Viktoria Rebensburg verpasst beim letzten Riesenslalom in Aspen das Podest knapp. Weltmeisterin Tessa Worley holt sich die Disziplinwertung, Italien feiert.

Ski-Rennläuferin Viktoria Rebensburg hat im letzten Rennen eines für sie schwachen Winters erneut eine kleine Enttäuschung erlebt. Die 27-Jährige verpasste das Siegerpodest im Riesenslalom beim Weltcup-Finale in Aspen als Vierte denkbar knapp. Von Platz drei trennten sie nur 0,05 Sekunden.

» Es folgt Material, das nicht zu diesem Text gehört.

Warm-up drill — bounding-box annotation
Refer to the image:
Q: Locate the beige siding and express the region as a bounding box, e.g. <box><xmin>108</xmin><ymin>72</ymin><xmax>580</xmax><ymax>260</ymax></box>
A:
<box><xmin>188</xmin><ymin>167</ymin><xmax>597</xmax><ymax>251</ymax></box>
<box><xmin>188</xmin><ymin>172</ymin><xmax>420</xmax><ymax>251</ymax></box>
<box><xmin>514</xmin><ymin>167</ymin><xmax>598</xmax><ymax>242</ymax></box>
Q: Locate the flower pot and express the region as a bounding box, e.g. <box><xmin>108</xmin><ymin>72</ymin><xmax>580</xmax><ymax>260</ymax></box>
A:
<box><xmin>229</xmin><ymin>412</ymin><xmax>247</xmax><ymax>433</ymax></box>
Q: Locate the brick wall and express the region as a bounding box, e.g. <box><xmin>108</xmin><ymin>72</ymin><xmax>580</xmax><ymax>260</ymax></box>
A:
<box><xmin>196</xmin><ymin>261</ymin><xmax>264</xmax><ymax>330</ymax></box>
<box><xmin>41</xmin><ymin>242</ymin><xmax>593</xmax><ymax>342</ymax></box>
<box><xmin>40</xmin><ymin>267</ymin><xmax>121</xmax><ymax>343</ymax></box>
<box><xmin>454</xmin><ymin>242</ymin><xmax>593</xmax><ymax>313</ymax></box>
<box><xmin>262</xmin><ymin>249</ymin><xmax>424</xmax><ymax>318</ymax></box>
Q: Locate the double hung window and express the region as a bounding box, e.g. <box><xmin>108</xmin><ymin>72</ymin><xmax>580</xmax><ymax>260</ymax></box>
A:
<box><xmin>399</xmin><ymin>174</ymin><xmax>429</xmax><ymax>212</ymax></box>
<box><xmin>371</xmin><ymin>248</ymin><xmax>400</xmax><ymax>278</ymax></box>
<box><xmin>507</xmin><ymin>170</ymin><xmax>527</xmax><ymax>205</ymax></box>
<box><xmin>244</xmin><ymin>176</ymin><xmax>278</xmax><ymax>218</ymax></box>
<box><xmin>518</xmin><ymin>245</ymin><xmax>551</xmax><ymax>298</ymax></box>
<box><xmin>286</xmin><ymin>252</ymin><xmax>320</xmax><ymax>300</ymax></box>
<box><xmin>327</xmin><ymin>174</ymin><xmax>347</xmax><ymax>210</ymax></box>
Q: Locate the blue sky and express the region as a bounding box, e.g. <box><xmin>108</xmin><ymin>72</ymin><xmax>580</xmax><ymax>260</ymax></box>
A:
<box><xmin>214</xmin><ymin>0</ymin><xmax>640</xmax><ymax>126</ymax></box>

Siegerin Federica Brignone  war 1,53 Sekunden schneller als Rebensburg. "Das passt absolut zu dieser Saison", sagte Rebensburg in der ARD: "Die Hundertstel waren nicht so auf meiner Seite. Aber das kommt zurück, davon bin ich absolut überzeugt. Wenn man darüber zu viel nachdenkt, wird man wahnsinnig als Sportler."

Gebrauchtes Jahr für Rebensburg

Sofia Goggia (1,44 Sekunden zurück) und Marta Bassino (1,47) komplettierten einen italienischen Dreifachtriumph. Weltmeisterin Tessa Worley sicherte sich mit Platz fünf (+1,83) zum ersten Mal die kleine Kristallkugel der Saisonbesten im Riesenslalom.

Für Rebensburg blieb es damit bei zwei Fahrten aufs "Stockerl" in diesem Weltcup-Winter, dessen Auftakt in Sölden sie wegen ihrer Knieverletzung verpasst hatte. Weniger häufig hatte sie zuletzt vor sieben Jahren auf dem Podium gestanden, als sie zum ersten Mal unter den Top 3 gelandet war. Im vergangenen Jahr waren es noch acht Podestplätze, darunter drei Siege.